Briefly
- We examined Grok 4 Primary, and it was wonderful at reasoning—however inventive duties really feel flat and its coding left us debugging in circles.
- A weird Elon filter appears to skew outcomes towards Musk’s political stance.
- Voice options wowed us with marathon bedtime tales and “horny mode,” but Grok-4’s political solutions nonetheless echo Musk’s feed, which is strictly the alternative of being a “reality looking for” AI.
Elon Musk unveiled Grok 4 throughout a Wednesday evening livestream, claiming his AI startup xAI had created the “world’s smartest synthetic intelligence.” Grok 4 Heavy, which Musk likened to “a research group” the place brokers evaluate notes earlier than delivering a solution, posted record-breaking outcomes on a number of key benchmarks, and is what you’d hope to get from an enterprise providing that prices a whopping $300 a month.
However what about fundamental Grok 4, which is aiming for a similar consumer-facing class as ChatGPT Plus, Gemini Professional, and Claude Professional? Is it value $10+ a month greater than the competitors?
Our checks substantiated chatter throughout X revealing that the mannequin has—for lack of a greater description—a built-in “Elon filter.” That’s, once we examined controversial subjects—the struggle in Gaza, abortion rights, and different political points—the mannequin persistently referenced X posts from Musk’s account or information articles about his positions, and landed on Elon’s aspect of the controversy to such a level that it could not be coincidence. That alone might be a deal-breaker for most individuals.
This “maximally truth-seeking” AI that Musk promised throughout launch seems to hunt reality primarily by the lens of its creator’s social media feed.
However not like this week’s MechaHitler incident, which was brought on by a change within the system immediate circumstances, there’s nothing in Grok 4’s present system immediate responsible for such sketchy conduct, making it laborious to know if this a bug or a rule deliberately embedded deeper into the mannequin’s thought course of.
That main problem apart, we examined the fundamental mannequin throughout a number of classes to see the way it stacks up towards the competitors. Listed here are our first impressions.
Reasoning and customary sense
Grok 4 demonstrated distinctive consciousness and nuance in dealing with trick questions and complicated reasoning duties. When requested whether or not it was authorized for a person to marry his widow’s sister, the mannequin instantly acknowledged this as a authorized query reasonably than merely stating the logical fallacy. It offered an in depth authorized evaluation utilizing exact terminology and jurisdiction-specific data.

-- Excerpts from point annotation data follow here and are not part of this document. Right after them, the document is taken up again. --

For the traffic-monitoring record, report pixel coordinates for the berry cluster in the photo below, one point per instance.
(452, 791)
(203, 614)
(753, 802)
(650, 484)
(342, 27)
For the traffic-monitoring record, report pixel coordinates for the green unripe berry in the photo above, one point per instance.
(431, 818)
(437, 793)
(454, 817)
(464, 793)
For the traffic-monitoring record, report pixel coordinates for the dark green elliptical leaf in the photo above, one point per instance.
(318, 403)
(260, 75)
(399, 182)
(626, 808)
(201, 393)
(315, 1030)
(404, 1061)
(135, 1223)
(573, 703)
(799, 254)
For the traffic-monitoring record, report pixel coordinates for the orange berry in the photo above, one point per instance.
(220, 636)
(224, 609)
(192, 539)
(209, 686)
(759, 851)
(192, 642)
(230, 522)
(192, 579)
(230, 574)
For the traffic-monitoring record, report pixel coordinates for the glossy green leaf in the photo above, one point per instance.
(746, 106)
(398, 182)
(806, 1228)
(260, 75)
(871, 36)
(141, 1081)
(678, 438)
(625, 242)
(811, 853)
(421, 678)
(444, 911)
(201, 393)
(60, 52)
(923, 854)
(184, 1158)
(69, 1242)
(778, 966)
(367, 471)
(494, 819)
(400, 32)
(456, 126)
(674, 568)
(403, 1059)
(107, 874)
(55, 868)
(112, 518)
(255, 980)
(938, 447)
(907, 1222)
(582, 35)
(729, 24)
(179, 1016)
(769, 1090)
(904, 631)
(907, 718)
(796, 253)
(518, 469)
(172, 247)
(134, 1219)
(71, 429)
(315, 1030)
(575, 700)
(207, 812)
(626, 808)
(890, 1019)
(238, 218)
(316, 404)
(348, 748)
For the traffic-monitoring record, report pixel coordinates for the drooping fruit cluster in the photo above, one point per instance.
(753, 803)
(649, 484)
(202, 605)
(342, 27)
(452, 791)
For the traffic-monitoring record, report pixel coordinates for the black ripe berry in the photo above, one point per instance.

“The query presupposes a factual impossibility that renders any marriage legally void ab initio,” and that is right. It’s factually unimaginable to marry your widow’s sister as a result of you would need to be useless to have a spouse. And properly, because the useless can’t get married, the proposition would void the wedding “ab-initio” (because the starting)—so even when somebody does that, it’s thought of as if it by no means occurred.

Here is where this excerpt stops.